Laufzeit:                       3 Jahre von Juni 2013 bis Juni 2016
Projektvolumen:           3,5 Mio. Euro
Fördermittelgeber:        Bundesministerium für Bildung und Forschung (BMBF)
Projektpartner:
Leibniz Universität Hannover; Hochschule Hannover; Technische Universität Braunschweig; Technische Universität Clausthal; Ostfalia Hochschule für angewandte Wissenschaften; Hochschule für Bildende Künste Braunschweig

Presseinformation der Technischen Universität Braunschweig
vom 10.12.2015

Lithium-Ionen Batterien – Patentierte Technik ermöglicht Recyclingquote von 75 Prozent

Am heutigen 11.12.2015 wurde an der Technischen Universität Braunschweig eine Demonstrationsanlage zum Recycling von Lithium-Ionen-Batterien eingeweiht.
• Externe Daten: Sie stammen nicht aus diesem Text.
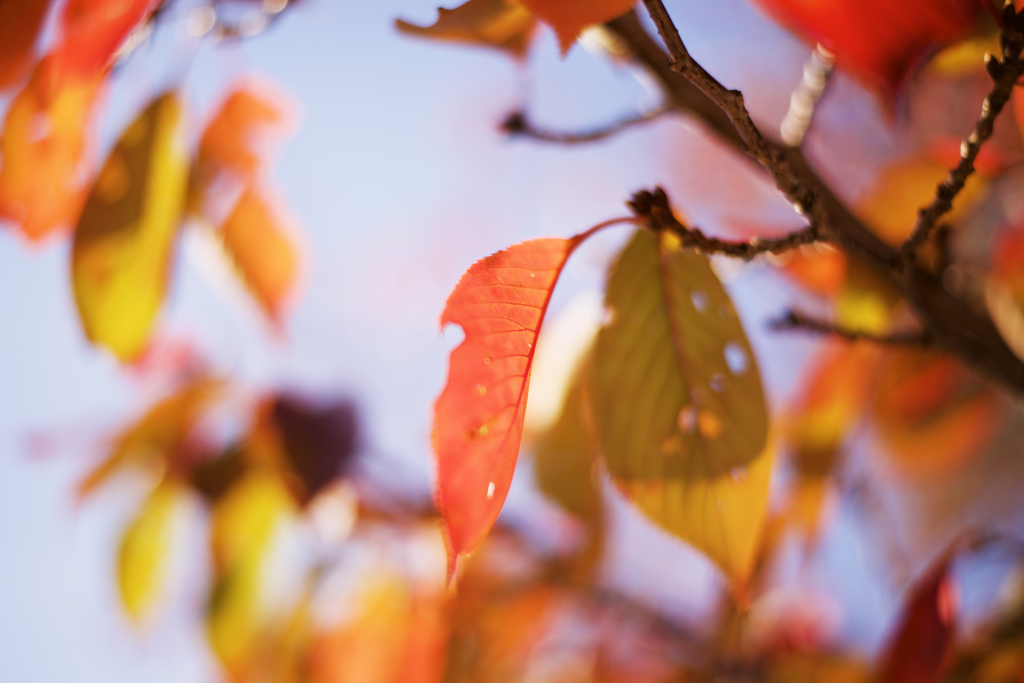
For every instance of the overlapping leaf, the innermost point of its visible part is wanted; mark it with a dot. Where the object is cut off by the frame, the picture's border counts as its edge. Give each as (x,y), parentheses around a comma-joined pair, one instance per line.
(918,648)
(43,143)
(677,402)
(91,34)
(143,555)
(20,22)
(500,303)
(931,413)
(568,17)
(158,436)
(262,251)
(878,41)
(505,25)
(125,236)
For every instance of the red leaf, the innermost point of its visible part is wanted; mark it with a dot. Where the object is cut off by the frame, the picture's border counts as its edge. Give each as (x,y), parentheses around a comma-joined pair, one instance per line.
(500,303)
(879,41)
(919,646)
(20,22)
(91,33)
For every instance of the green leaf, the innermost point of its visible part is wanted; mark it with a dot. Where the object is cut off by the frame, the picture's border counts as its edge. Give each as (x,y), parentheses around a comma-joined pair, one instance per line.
(563,460)
(677,401)
(125,237)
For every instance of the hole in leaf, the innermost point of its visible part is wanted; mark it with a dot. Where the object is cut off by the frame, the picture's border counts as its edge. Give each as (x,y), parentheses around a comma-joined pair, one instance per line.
(699,300)
(735,358)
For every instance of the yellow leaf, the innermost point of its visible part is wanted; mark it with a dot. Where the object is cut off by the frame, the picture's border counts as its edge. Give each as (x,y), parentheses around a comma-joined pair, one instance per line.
(502,24)
(158,436)
(142,558)
(678,404)
(244,527)
(568,17)
(124,240)
(563,460)
(262,251)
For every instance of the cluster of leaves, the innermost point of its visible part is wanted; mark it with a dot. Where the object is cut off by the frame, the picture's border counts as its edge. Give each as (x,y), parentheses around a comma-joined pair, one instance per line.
(125,216)
(668,401)
(667,404)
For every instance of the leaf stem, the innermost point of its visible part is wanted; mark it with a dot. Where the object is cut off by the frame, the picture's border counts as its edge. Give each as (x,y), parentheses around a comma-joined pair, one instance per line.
(518,125)
(796,321)
(653,208)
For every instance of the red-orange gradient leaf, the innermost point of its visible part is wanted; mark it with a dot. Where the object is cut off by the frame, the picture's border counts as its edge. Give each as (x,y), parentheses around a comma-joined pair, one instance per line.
(879,41)
(263,252)
(568,17)
(500,303)
(42,144)
(20,22)
(91,34)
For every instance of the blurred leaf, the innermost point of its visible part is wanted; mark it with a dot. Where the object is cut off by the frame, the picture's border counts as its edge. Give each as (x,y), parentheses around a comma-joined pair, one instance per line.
(125,237)
(564,459)
(244,526)
(918,648)
(568,17)
(500,303)
(891,208)
(91,32)
(262,251)
(20,22)
(370,647)
(931,413)
(502,24)
(159,436)
(879,41)
(320,441)
(834,396)
(143,554)
(237,142)
(43,143)
(678,404)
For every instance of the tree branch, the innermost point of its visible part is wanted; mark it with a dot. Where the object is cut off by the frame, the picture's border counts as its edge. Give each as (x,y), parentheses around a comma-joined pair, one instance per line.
(955,325)
(1005,74)
(797,321)
(517,124)
(654,209)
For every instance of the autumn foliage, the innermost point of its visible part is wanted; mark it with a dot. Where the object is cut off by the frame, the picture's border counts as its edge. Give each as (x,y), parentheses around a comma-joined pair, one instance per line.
(904,300)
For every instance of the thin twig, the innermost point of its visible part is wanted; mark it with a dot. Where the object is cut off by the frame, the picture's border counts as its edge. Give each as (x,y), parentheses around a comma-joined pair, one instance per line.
(654,209)
(1005,74)
(956,325)
(518,124)
(797,321)
(805,200)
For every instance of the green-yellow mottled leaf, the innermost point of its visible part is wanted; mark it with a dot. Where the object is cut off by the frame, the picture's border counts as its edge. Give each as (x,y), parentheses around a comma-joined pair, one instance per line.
(502,24)
(125,237)
(143,554)
(677,402)
(563,460)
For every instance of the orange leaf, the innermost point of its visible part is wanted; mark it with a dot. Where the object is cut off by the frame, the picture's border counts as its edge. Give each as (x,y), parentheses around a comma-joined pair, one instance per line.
(505,25)
(918,649)
(568,17)
(91,33)
(42,145)
(19,25)
(237,136)
(263,252)
(500,303)
(879,41)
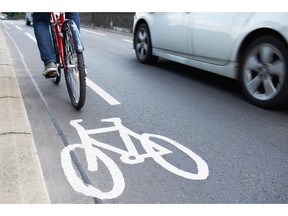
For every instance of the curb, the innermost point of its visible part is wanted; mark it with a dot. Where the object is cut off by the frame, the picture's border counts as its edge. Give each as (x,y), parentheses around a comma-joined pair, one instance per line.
(22,180)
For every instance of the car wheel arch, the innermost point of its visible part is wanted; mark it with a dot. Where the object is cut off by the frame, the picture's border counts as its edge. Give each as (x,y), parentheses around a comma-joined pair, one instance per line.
(253,36)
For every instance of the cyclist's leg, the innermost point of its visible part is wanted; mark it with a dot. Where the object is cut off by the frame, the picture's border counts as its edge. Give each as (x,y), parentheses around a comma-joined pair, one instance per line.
(75,17)
(41,26)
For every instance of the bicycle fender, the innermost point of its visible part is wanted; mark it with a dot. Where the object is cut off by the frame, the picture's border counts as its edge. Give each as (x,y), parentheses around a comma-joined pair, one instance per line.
(76,34)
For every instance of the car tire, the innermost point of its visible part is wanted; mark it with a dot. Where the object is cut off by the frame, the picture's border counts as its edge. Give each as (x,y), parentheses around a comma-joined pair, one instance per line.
(143,45)
(263,72)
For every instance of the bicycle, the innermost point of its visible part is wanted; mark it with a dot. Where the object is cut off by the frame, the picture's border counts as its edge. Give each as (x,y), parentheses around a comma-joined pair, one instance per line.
(154,150)
(69,49)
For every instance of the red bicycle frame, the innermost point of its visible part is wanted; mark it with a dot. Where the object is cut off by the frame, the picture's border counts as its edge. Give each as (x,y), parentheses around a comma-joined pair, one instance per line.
(58,26)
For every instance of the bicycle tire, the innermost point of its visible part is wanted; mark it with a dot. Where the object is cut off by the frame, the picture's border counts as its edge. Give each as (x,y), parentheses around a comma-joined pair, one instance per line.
(150,146)
(75,74)
(88,189)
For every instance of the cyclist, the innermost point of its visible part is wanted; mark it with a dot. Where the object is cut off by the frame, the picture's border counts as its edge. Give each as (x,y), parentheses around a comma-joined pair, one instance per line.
(41,24)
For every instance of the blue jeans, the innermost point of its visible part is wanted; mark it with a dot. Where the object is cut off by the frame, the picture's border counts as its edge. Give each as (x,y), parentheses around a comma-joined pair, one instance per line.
(41,24)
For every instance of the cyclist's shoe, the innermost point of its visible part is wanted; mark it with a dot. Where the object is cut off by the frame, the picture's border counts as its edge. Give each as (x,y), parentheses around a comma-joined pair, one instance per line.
(50,70)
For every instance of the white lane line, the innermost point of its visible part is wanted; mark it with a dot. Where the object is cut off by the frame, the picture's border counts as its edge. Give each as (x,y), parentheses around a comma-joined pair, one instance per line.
(18,27)
(5,25)
(98,90)
(130,41)
(93,32)
(107,97)
(31,37)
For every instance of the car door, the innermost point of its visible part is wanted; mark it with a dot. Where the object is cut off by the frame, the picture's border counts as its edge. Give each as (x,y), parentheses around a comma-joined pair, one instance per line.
(214,35)
(170,32)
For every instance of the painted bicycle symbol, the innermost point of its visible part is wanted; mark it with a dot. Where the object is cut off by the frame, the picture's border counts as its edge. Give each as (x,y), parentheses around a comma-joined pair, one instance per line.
(93,152)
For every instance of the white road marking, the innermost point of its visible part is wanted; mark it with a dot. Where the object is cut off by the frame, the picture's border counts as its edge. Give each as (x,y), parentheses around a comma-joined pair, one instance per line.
(5,25)
(18,27)
(98,90)
(93,32)
(108,98)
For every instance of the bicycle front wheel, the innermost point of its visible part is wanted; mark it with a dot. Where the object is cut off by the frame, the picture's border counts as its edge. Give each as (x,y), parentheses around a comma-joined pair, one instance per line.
(75,74)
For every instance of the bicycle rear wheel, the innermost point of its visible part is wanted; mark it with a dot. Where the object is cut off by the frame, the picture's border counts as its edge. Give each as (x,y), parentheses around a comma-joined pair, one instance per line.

In dieser Anlage werden Batterien aus Elektroautos demontiert, entladen, so aufbereitet, dass mit der neuentwickelten und von namhaften Konsortialpartnern mehrfach zum Patent angemeldeten Verfahren Recyclingquoten von über 75 Prozent pro Batteriesystem ermöglicht werden. Der derzeitige Stand der Technik liegt bei unter 60 Prozent. Zuvor wird die in den Altbatterien gespeicherte Restenergie bei der Entladung in das Stromnetz der TU Braunschweig eingespeist und dem Wertschöpfungsprozess wieder zugeführt.
Aufgrund der eingesetzten unterschiedlichen Materialien und der Komplexität der Traktionsbatterien war die Entwicklung dieses Recyclingverfahrens eine umfangreiche Aufgabe, die das Zusammenwirken von verschiedenen wissenschaftlichen Disziplinen und Industriepartnern verlangte. Die Battery Labfactory Braunschweig (BLB), als eine Einrichtung des Niedersächsischen Forschungszentrums Fahrzeugtechnik der TU Braunschweig, erwies sich dabei als geeignete Forschungsumgebung, um das gesetzte Projektziel zu erreichen. Das entwickelte Verfahren zur Rückgewinnung von Lithium, Kobalt und weiteren Rohstoffen ist sowohl von ökologischer als auch von strategischer Bedeutung für die Sicherung von Rohstoffen für die Batterieproduktion in Deutschland.
Mit dem Prozess werden wertvolle Materialien zurückgewonnen, die Primärrohstoffe wie Lithium, Nickel oder Kobalt in der Neuproduktion von Traktionsbatterien ersetzen können. Das Leuchtturm-Projekt „LithoRec II“ leistet somit einen wichtigen Beitrag zu einer nachhaltigen Elektromobilität sowie zur Verringerung der geostrategischen Abhängigkeit von wichtigen Rohstoffen.
Gefördert wurde die in dieser Ausführung vermutlich weltweit einmalige Demonstratoranlage zum Recycling von Lithium-Ionen Batterien im Rahmen des „LithoRec II“-Projektes durch das Bundesumweltministerium (BMU).

Bild: Demontage einer Batterie für Elektrofahrzeuge – TU Braunschweig.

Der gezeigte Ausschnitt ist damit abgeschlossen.